Fig. 1 Growth curves over 24 weeks during the dietary intervention. Weekly body weights were obtained for all mice throughout the study. Dietary groups: high-fat (–○–), high-fat strawberry (–●–), low-fat (–Δ–), low-fat strawberry (–▲–). Values are means, with their standard errors represented by vertical bars (n 8–9). a,b,c Mean values with unlike letters were significantly different. Mice in the high dietary fat groups gained more weight than mice in the low dietary fat groups (P < 0·001). A post hoc analysis of a dietary fat × strawberry interaction revealed that the mice receiving the low-fat diet weighed more than the mice receiving the low-fat strawberry diet at 6–12 weeks (P < 0·001).

Strawberry supplementation lowered non-fasted blood glucose levels in mice, but did not alter response during intraperitoneal glucose challenge

Non-fasted BG levels were monitored throughout the course of the study. Mice fed the LF had lower BG levels than mice fed the HF (LF and LFSB groups v. HF and HFSB groups, P = 0·0426; Fig. 2(A)). There was a significant main effect of SB on the BG concentration. BG concentrations were significantly lower in the SB-supplemented mice (10·64 mmol/l for LFSB+HFSB) compared to the non-SB-supplemented mice (11·37 mmol/l for LF+HF, P = 0·0022; Fig. 2(B)). BG values were approximately 6·5 % lower in mice supplemented with SB. There was no dietary fat × SB interaction. BG concentrations also changed over time across all four dietary groups (P < 0·0001). During the 12th week of the study, all mice underwent a GTT. Mice in the high dietary fat groups had higher maximum BG levels in response to the i.p. glucose challenge (P =0·0003; Fig. 3). Mice fed HF also experienced marginally delayed glucose clearance compared to the mice fed either of the LF (P = 0·0686 for dietary fat × time interaction). Supplementing the diet with SB did not make an impact on the response to the i.p. glucose challenge. To determine if long-term consumption of dietary SB made an impact on islet morphology and insulin production in the pancreas under ‘normal’ conditions (LF) and in combination with a persistent HF, immunohistochemical analysis of pancreases from a subset of mice was performed. No differences were detected in insulin-positive staining, islet morphology or the number of islets per tissue section (data not shown).

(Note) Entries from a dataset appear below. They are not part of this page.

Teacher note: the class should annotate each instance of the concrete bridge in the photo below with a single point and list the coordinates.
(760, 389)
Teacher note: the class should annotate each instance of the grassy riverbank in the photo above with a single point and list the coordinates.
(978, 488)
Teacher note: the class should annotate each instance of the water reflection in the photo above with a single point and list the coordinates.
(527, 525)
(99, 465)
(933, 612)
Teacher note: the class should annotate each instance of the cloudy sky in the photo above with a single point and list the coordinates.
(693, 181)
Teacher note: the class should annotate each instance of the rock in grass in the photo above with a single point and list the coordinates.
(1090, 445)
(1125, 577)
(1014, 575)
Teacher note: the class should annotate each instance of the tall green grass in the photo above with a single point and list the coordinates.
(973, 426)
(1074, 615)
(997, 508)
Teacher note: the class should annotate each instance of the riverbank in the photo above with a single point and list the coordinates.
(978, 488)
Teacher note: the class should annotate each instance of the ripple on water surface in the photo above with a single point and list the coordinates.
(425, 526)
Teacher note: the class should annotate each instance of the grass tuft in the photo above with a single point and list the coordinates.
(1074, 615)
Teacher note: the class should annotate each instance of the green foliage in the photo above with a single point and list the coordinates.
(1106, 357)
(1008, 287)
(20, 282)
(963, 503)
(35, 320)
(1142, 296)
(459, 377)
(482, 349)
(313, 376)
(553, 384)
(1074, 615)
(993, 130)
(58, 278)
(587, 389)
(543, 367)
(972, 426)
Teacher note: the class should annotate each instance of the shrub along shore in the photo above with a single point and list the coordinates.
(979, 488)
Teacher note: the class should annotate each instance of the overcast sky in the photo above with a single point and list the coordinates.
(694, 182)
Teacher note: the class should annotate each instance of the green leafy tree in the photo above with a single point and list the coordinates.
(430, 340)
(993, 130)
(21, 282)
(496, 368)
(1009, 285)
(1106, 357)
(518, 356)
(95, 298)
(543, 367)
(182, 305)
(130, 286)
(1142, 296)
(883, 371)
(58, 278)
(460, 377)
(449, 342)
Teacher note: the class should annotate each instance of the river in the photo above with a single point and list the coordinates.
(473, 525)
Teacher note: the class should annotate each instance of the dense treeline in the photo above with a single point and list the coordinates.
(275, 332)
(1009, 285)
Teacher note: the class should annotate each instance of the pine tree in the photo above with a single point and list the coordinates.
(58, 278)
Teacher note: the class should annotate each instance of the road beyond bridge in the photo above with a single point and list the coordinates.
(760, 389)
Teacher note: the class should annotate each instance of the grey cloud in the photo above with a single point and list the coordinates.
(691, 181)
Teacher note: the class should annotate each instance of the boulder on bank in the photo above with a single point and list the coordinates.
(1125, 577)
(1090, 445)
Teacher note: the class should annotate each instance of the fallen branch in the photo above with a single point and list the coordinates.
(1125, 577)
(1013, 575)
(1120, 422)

Fig. 2 Dietary fat and strawberry (SB) supplementation influenced non-fasted blood glucose (BG) in mice. A small puncture was made in the ventral tail artery and 5 μl of blood were collected on a test strip to measure non-fasted BG levels using an Accu-Check blood glucose monitor. Values are means, with their standard errors represented by vertical bars (n 8–9). a,b Mean values with unlike letters, as analysed by repeated-measures ANCOVA, were significantly different. (A) Mice in the high dietary fat groups (–●–, high-fat and high-fat strawberry) had higher overall BG levels compared to mice in the low dietary fat groups (–○–, low-fat and low-fat strawberry), P = 0·0426. (B) SB supplementation lowered overall BG concentrations regardless of the level of dietary fat. Mice not receiving the strawberry powder (–Δ–, low dietary fat+high dietary fat groups) had greater overall BG than mice receiving SB supplementation (–▲–, low dietary fat strawberry+high dietary fat strawberry), P = 0·0022.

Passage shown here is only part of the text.